Personal information
- Full name: William Gibson
- Date of birth: 16 February 1868
- Place of birth: Loudoun, Scotland
- Date of death: 15 September 1911 (aged 43)
- Place of death: Lincoln, England
- Position(s): Full back Left half

Senior career*
- Years: Team / Apps / (Gls)
- 1886–1887: Flemington Thistle
- 1887–1888: Cambuslang
- 1888–1894: Sunderland / 75 / (5)
- 1894–1895: Rangers / 17 / (1)
- 1895–1896: Sunderland / 16 / (1)
- 1896–1897: Notts County / 41 / (0)
- 1897–1898: Bristol City
- 1898–1903: Lincoln City / 130 / (1)
- Total:  / 279 / (8)

International career
- 1895: Scottish League XI / 1 / (0)

= Will Gibson =

Scottish footballer

William Gibson (16 February 1868 – 15 September 1911) was a Scottish footballer who played in the Football League for Lincoln City, Notts County and Sunderland, and in the Scottish Football League for Rangers, as a left back or left half.

==Club career==
Born into a coal mining family in Ayrshire, Gibson spent most of his early life in Wishaw. Having avoided more time down the pit when he signed for Sunderland from Cambuslang, he made his competitive debut for the Wearsiders on 27 October 1888 against Elswick Rangers in the FA Cup First Qualifying Round; his side won the match 5–3. He went on to make 100 league and cup appearances for Sunderland across two spells, scoring six goals, and played an important role in their consecutive Football League title winning seasons, with 20 appearances in 1891–92 and 30 in 1892–93.

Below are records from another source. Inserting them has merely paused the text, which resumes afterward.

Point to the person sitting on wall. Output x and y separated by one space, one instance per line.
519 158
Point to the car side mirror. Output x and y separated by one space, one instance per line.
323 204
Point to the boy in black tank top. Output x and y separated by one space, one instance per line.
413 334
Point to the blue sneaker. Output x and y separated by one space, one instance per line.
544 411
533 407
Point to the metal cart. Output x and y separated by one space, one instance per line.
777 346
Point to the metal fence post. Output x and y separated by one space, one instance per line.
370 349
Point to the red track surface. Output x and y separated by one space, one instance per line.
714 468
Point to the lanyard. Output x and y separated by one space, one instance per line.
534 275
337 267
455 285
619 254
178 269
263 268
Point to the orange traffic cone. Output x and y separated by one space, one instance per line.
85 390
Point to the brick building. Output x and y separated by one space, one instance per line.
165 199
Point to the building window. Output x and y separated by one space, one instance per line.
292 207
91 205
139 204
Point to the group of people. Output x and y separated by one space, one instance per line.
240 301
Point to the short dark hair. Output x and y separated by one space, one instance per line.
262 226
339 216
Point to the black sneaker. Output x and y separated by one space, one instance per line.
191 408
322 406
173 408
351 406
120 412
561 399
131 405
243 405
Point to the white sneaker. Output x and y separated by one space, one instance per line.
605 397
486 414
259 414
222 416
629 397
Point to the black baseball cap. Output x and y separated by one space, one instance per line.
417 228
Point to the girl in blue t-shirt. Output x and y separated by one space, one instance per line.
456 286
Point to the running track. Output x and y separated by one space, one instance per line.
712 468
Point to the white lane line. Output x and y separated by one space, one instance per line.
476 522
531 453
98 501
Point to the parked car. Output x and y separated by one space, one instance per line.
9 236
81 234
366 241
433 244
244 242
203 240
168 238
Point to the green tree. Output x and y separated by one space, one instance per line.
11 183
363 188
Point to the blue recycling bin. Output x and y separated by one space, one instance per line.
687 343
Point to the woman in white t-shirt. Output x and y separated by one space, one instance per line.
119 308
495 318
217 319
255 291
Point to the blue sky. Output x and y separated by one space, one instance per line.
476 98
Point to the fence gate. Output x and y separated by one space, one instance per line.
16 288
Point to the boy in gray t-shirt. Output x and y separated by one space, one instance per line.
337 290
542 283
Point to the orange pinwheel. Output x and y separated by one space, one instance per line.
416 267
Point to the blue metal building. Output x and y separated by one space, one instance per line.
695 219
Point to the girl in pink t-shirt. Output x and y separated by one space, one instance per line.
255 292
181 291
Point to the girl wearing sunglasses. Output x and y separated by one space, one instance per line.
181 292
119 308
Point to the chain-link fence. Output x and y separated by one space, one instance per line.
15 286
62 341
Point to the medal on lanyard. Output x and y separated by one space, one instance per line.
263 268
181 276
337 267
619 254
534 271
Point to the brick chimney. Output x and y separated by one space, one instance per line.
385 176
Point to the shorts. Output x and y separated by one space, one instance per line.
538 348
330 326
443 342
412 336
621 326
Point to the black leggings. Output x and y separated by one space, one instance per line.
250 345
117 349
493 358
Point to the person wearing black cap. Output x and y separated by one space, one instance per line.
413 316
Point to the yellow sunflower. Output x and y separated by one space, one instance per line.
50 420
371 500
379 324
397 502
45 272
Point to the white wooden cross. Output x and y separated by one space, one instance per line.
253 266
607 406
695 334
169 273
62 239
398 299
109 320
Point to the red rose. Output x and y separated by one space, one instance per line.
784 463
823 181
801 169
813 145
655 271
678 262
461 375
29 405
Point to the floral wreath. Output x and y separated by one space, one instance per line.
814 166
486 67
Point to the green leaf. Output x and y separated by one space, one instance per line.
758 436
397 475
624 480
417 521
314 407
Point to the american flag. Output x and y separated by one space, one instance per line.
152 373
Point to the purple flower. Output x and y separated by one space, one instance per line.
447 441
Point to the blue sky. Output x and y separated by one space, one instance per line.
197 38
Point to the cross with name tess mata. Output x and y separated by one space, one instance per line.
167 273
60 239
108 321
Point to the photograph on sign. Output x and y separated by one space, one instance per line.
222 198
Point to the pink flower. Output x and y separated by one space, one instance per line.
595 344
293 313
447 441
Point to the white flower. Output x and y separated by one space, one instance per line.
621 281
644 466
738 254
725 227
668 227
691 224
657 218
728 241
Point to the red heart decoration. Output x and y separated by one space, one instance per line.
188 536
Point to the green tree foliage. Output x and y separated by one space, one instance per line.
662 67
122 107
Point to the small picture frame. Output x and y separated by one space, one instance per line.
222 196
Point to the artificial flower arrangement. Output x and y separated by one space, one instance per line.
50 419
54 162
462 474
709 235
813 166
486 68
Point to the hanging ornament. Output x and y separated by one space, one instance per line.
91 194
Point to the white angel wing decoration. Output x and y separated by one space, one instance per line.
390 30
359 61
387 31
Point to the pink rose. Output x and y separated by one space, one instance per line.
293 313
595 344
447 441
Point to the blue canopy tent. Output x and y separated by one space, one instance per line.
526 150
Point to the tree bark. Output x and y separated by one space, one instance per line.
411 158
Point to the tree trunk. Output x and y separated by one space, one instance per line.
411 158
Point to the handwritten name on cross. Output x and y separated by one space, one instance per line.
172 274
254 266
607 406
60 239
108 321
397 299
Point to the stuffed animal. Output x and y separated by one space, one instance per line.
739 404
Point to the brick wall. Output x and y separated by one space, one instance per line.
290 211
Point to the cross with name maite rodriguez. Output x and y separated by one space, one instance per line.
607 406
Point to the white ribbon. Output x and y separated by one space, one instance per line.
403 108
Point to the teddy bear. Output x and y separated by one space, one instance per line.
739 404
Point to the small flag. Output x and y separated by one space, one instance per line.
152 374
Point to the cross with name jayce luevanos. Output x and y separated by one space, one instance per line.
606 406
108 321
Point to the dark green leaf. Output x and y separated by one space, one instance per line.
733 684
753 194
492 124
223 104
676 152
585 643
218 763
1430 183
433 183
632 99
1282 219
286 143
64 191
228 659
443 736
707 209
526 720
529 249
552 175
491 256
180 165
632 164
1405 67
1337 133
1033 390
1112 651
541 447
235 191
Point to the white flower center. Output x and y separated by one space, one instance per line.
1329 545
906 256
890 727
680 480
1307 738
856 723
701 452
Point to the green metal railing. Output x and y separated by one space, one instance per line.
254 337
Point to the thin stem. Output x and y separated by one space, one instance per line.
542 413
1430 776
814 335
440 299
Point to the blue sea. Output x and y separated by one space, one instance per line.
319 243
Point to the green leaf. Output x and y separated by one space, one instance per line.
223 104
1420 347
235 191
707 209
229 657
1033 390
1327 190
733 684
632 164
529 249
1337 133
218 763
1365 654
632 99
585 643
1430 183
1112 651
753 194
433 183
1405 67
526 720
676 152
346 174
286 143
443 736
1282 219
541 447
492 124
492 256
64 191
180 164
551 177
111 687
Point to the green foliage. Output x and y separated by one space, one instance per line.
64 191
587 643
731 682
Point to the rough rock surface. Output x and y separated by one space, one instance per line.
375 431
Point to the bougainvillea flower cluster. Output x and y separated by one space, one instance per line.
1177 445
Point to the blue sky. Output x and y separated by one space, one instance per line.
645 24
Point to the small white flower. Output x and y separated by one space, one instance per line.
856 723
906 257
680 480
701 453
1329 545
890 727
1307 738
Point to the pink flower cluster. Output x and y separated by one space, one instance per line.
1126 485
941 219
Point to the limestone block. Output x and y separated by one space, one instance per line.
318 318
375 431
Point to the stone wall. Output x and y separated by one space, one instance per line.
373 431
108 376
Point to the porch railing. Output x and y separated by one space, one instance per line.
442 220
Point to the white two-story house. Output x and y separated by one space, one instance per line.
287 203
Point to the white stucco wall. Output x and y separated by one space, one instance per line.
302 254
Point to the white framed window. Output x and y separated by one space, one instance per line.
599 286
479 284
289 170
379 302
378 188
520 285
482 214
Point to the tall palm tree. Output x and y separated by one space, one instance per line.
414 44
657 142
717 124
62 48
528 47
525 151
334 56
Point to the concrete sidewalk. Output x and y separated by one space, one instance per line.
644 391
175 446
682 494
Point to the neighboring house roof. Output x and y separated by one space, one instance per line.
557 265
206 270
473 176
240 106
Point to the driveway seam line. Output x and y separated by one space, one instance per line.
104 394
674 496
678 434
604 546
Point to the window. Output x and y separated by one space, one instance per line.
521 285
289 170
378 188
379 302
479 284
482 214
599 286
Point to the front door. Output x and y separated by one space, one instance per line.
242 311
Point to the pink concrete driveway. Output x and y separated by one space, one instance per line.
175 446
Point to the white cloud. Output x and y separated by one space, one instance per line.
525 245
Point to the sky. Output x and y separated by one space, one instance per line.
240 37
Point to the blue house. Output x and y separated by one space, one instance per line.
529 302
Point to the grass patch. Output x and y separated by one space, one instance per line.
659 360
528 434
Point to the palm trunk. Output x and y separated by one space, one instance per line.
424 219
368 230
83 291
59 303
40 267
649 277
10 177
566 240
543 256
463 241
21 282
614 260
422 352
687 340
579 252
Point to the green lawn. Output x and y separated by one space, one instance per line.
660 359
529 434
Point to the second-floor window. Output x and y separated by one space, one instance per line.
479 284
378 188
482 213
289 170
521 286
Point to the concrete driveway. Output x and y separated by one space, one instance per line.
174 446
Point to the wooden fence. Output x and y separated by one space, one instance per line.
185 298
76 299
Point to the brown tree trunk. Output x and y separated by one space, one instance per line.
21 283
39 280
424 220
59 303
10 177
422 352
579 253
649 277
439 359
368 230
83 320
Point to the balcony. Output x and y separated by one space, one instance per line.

During his one-year spell in Glasgow with Rangers, Gibson was selected for the Scottish Football League XI, believed to be his only representative honour. After a short second spell at Sunderland, he later won the Football League Second Division with Notts County in 1896–97 (promotion was secured via 'test matches' including a victory against Sunderland).

His younger sister Marion married Jimmy Miller, one of Sunderland's star forwards of the period (both also played for Rangers, but not at the same time).